Why Compose uses Postgres and Chartio to Analyze Mongo data

Posted by barry on December 3, 2015

Chris Winslett, product manager at Compose, joined Chartio’s AJ Welch for a webinar on why a company with deep roots in NoSQL chose PostgreSQL for its analytics database. AJ followed up with a live demonstration of how to use MoSQL to build a Postgres database from your MongoDB data.

Compose was the first DBaaS (Database as a Service) of its kind. They started as MongoHQ, offering hosted MongoDB services to developers. As they expanded their database offerings beyond Mongo to ElasticSearch, RethinkDB, Redis, PostgreSQL, and more, they changed their name to Compose.  In 2015, Compose was acquired by IBM, becoming part of the Cloud Data Services group.

Because of their roots, Compose stores its operational data in Mongo. This still works great for them. But they ran into some issues when a new finance VP joined the company about two years ago.

“The new VP started looking at metrics,” Chris told us.  They knew who their users were, but they didn’t have any analytical information about the business.

“I spent three weeks trying to get the data out of MongoDB,” said Chris. “We didn’t know what data we had or what we wanted. With metrics, once you get answers, that leads to more questions.” This looping between questions and analysis took too long to deliver the answers they needed.

Chris then tried moving the data to Postgres using MoSQL, an open source tool developed by Stripe. “We haven’t had any major issues with MoSQL. Any problems we had were quickly resolved.”

Choosing Chartio for Analysis

“I started piping the data into Postgres, and within the afternoon, I had the data I need. Then I started looking for an analysis tool.”

After reviewing their options, they settled on Chartio. “We tried some other tools, but it was too hard to pipe our data into their databases. Chartio connected directly to Postgres. This allowed us to leverage what we already knew about our data.”

Chartio also allowed Compose to share data transparently. Everyone in the company received access to shared queries, data, and charts. “As a startup, with people quitting blue-chip jobs to work for us, we wanted people to feel good about taking the risk.

“Chartio also enables collaboration. You get questions and amazing feedback from your users.”
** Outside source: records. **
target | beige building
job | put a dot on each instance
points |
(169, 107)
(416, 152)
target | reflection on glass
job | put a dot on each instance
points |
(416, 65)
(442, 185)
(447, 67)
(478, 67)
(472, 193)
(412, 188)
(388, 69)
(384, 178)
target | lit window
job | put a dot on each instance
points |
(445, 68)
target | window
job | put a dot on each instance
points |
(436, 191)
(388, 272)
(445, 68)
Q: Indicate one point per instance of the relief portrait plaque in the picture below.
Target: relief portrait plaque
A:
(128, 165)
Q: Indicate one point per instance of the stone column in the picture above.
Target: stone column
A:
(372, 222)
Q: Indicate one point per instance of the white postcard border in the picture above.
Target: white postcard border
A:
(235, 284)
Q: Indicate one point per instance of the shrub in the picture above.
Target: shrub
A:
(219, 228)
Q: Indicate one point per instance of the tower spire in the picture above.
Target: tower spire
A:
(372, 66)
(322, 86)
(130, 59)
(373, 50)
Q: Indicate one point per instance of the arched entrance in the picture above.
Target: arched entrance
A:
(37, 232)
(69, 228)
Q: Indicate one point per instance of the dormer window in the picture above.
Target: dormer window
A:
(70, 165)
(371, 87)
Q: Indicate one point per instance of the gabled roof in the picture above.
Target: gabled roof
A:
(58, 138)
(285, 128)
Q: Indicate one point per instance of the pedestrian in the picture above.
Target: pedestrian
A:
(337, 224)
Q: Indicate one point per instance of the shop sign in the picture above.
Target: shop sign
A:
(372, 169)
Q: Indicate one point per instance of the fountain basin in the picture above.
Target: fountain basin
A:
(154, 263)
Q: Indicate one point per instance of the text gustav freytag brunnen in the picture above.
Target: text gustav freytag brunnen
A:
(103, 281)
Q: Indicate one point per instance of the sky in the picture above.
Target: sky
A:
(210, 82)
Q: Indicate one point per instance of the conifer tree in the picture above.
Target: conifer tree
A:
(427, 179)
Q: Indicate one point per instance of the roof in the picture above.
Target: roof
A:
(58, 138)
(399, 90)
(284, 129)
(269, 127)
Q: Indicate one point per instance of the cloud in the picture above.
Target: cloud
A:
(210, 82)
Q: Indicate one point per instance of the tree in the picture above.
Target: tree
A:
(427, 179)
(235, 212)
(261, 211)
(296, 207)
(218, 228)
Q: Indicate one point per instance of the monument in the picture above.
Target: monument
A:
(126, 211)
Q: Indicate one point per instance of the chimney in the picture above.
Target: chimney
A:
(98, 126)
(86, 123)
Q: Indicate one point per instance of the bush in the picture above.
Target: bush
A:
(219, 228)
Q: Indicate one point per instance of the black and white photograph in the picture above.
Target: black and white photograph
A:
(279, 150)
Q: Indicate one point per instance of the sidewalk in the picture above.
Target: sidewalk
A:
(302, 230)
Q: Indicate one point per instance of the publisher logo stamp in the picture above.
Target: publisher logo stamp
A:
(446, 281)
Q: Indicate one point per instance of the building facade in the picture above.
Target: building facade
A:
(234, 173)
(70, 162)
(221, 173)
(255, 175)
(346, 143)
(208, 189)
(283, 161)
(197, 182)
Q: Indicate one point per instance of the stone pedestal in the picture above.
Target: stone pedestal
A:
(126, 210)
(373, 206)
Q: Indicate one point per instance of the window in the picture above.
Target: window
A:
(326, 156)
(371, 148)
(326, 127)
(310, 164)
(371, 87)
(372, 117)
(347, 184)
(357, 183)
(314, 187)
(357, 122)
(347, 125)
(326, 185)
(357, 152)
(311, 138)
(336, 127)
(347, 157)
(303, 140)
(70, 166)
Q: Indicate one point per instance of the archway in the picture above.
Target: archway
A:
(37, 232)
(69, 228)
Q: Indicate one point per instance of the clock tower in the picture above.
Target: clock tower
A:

What did Chris learn in this process, and what would he have done differently?

“I wish we’d gone to Postgres sooner.”

In the video, Chris shares a revenue dashboard he built.

Bonus Tutorial

In the video (at 23:30) AJ walks through the process of setting up MoSQL to create a Postgres database, and how changes to the original Mongo database are immediately reflected in the Postgres database.

This makes it possible to use Chartio to query the most recent information in MongoDB using SQL.

AJ has made the files for his tutorial available on GitHub.